Sebenarnya dia ini manusia atau robot sih. Sifanya kayak batu, makan kayak orang kesurupan. Tapi .... Tidak-tidak aku menggelengkan kepala. Apa yang baru saja aku pikirkan.

"Aku sudah dapat petunjuk tentang pembunuh itu." Mendengarnya aku tersedak. Dia menyodorkan segelas air kepadaku.

"Benarkah?" Aku bertanya untuk memastikan.

"Tentu, orang itu mungkin saja adalah orang yang dekat denganmu."
Otakku langsung tertuju kepada Om Rido. Kemudian aku menatapnya. Dia tahu arti tatapan itu.

"Dia mungkin saja adalah orang yang tahu, banyak hal tentang Mamamu ataupun keluargamu. Sayangnya, aku belum tahu pasti orang itu."

Tidak salah lagi pasti Om Rido.

"Aku tahu siapa orangnya." Kai menatapku dengan penuh keheranan.

"Iya, mungkin orang yang kamu maksud adalah orang terakhir yang menghubungi Mama, sebelum dia menghilang.

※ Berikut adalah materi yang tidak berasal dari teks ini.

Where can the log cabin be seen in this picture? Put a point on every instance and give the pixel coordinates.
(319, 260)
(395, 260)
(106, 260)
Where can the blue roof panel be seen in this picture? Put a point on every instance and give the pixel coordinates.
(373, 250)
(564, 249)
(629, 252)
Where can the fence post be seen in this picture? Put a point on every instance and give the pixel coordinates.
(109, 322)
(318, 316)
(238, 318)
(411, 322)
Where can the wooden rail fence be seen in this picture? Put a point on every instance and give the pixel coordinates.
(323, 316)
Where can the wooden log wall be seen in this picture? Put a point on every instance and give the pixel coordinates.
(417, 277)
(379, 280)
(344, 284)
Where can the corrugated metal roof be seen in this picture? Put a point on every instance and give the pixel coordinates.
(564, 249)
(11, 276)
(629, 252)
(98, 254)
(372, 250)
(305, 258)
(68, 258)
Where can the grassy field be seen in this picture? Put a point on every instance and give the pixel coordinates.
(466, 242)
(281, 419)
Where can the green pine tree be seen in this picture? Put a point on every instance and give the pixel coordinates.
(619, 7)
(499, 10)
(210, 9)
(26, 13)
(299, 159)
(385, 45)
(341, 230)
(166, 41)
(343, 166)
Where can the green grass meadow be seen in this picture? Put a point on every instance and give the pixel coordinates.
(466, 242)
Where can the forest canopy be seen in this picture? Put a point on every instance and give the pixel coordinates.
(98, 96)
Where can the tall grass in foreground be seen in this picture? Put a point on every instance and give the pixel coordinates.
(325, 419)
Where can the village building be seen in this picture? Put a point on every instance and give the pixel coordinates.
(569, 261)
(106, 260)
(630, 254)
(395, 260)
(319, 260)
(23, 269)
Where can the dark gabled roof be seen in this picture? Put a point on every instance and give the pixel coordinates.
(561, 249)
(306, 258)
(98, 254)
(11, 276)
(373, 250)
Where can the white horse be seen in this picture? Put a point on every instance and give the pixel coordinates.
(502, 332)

"Siapa?" tanya Kai antusias.

"Rekan kerja Mama. Om Rido namanya."

"Kenapa kamu begitu yakin, hanya karena dia adalah orang yang menelpon Mamamu?"

"Tidak, bukan hanya itu. Dia juga pernah mengancam akan menghancurakan Papa." jelasku.

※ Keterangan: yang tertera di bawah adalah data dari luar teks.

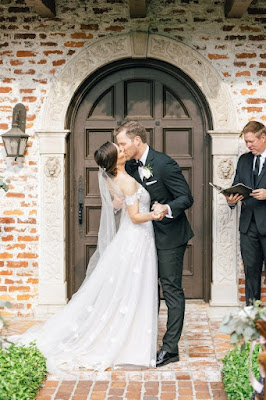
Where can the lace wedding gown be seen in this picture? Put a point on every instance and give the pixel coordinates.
(112, 319)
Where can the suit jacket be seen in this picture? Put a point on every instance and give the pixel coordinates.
(250, 206)
(167, 186)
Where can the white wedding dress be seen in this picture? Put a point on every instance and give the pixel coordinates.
(112, 319)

"Baiklah. Aku minta nomor handphonenya dan juga Papa kamu." Aku menatapnya heran. Kenapa Papa? Aku takut kalau dia akan menjebak Papa.

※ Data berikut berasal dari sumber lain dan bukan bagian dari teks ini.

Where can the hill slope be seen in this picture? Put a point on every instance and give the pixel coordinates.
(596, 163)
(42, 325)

"Apa hubungannya dengan Papa?" tanyaku untuk memastikan.

"Untuk melacak percakapan mereka. Mungkin saja Papa kamu sudah tahu pelaku Sebenarnya adalah dia. Akan tetapi, Papa kamu sengaja bungkam. Menunggu saat yang tepat untuk membalas."

Mendengar penjelasannya, aku sedikit lega. Baiklah. Aku memberikan nomor telepon dua orang itu.

"Una, beri aku waktu. Aku akan mengungkapkan semuanya." ucap Kai sebelum dia melangkahkan kakinya untuk pergi.

***

Kaivaro pria dingin itu tidak sedingin yang aku duga. Sebulan yang lalu, saat aku menceritakan apa yang membuatku begitu gigih ingin mengetahui siapa pelaku pembunuhan yang terjadi hampir satu tahun lalu itu. Membiarkan begitu saja aku menangis di dalam dekapannya. Dia sama sekali tidak protes seperti biasanya.

"Una. Apa yang akan kamu lakukan, setelah kamu mengetahui siapa pembunuh itu, melenyapkannya?"

"Tentu." Aku mengusap air mataku. Dia mengelus pundakku.

"Aku tahu, saat ini hatimu sedang disulut api kebencian dan juga dendam, Una. Akan tetapi, apakah kamu yakin bahwa kamu akan lebih tenang dan bahagia setelah kamu melenyapkannya?" Aku tercengang mendengar kalimat itu.

Aku menelan ludah. Lantas mengatakan, "Aku yakin. Aku ingin orang itu merasakan apa yang Mama rasakan."

Kai hanya tersenyum. Sangat manis. Ah, apa yang aku katakan, manusia batu akan tetap menjadi manusia batu. Aku tidak boleh sampai terlena dengan kata-kata manusia batu itu. Dia juga bagian dari  musuhku. Kaivaro, manusia batu yang mengancam keselamatan Papa. Aku harus tetap mengingat itu. Aku tidak boleh terlena.